Damages caused by a domesticated animal can be claimed from the owner of that animal by means of the actio de pauperie in terms of which the complainant would have to prove the following:
• Ownership of the animal vested in you at the time of the infliction of the injuries or cause of the damage;
• The animal was domesticated;
• The animal acted contrary to the nature of a domesticated animal (contra naturam sui generis) in causing the harm;
• That the conduct of the animal caused the complainant’s damage.
The actio de pauperie provides for strict liability implying that it is not necessary for a complainant to prove that there was any fault on your side. In this instance liability is based on mere ownership of the animal and not on negligence of the owner. As was stated in Veiera v Van Rensburg 1953 (3) SA 647 (T) (on page 651):
“The owner of the dog that bites is liable, not because of any negligence on his part, even though he has been careful, and even though he has never known the dog to bite before. His liability is based simply upon his ownership.”
If the animal had therefore acted contrary to its nature (contra naturam sui generis), you can be held liable for the resulting damages. Unfortunately, it appears as though there is no exhaustive test for the question of when does the law consider that a domesticated animal had acted contrary to its nature. It appears to have become common cause that when a household pet bites a person, the animal is regarded as having acted contrary to its nature unless the animal had been provoked. It has been suggested that if an animal acts in a manner that could not have been reasonably expected and without any fault on the part of the owner, the owner would be liable for damages caused by the animal. Suffice it to say that it would depend on the circumstances of each case to establish whether the animal had acted contrary to its nature.

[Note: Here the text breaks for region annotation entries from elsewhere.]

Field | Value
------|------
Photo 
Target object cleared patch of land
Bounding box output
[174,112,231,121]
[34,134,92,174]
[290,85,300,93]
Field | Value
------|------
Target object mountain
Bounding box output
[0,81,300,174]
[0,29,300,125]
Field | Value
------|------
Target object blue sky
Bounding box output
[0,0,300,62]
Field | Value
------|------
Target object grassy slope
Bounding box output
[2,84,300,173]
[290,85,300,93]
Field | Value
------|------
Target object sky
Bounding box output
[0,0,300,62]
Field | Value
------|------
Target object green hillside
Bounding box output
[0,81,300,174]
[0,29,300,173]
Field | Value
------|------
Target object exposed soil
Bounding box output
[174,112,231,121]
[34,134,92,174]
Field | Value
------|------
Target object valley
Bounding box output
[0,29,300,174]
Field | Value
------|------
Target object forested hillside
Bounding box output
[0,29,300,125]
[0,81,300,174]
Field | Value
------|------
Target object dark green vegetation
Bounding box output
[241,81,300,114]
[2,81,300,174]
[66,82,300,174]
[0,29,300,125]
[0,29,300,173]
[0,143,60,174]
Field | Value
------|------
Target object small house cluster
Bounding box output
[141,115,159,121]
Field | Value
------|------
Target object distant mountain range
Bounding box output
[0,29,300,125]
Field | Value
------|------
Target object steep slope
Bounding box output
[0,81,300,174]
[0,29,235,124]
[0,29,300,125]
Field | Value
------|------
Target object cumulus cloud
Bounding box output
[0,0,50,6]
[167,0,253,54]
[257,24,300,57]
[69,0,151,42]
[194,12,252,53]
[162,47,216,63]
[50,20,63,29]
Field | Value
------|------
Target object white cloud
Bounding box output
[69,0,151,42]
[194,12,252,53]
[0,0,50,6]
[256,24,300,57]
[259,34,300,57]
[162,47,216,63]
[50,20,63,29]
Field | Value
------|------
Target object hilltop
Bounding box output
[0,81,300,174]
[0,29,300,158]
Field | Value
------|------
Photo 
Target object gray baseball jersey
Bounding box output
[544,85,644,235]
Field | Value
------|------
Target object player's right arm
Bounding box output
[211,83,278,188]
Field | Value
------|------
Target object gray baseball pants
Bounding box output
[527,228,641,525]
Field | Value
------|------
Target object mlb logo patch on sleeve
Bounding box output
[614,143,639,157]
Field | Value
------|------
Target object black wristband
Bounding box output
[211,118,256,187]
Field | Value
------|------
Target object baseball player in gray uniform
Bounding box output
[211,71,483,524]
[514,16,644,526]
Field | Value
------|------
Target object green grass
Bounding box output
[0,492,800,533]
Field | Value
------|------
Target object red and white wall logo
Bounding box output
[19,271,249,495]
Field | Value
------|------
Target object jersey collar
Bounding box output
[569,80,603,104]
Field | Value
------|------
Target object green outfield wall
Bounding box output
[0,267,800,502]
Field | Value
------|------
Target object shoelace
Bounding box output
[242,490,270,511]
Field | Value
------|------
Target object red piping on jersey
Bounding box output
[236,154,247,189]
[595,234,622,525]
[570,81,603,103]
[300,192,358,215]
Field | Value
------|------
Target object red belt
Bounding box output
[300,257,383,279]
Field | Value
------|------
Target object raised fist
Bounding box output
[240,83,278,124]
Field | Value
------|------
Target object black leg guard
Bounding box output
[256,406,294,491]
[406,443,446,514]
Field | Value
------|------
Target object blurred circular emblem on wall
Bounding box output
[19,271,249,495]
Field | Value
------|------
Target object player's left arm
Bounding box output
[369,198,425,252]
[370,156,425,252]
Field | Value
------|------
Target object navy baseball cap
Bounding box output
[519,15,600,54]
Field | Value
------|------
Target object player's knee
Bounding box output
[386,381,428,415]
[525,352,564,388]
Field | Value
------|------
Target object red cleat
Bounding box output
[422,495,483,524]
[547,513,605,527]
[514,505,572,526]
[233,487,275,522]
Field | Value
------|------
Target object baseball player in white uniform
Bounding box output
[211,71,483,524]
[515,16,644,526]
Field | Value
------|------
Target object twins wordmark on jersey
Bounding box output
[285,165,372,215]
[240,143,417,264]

You, as the owner of the animal have the onus to prove that you have a good defence against the claim. These defences would include the following:
• That the animal was provoked by the culpable conduct of the claimant or the conduct of another animal;
• A third party in charge of or in control of the animal negligently failed to prevent the animal from doing harm;
• The unlawful presence of the claimant on your premises. In other words the claimant had no legal right to be there;
• The claimant knew of the risk of sustaining injury from your animal and voluntarily accepted that risk.
• You may be absolved from liability depending on the terms of an existing indemnity between yourself and the claimant.
As an alternative to the actio de pauperie the claimant can also hold the owner of an animal liable by means of the normal delictual action (actio legis Aquiliae) in which case the claim would be based on the owner’s negligence. If the owner could reasonably have expected or anticipated that certain behaviour of his animal could cause damage and he failed to take any precautions to guard against such damage the owner would be liable on the ground of fault.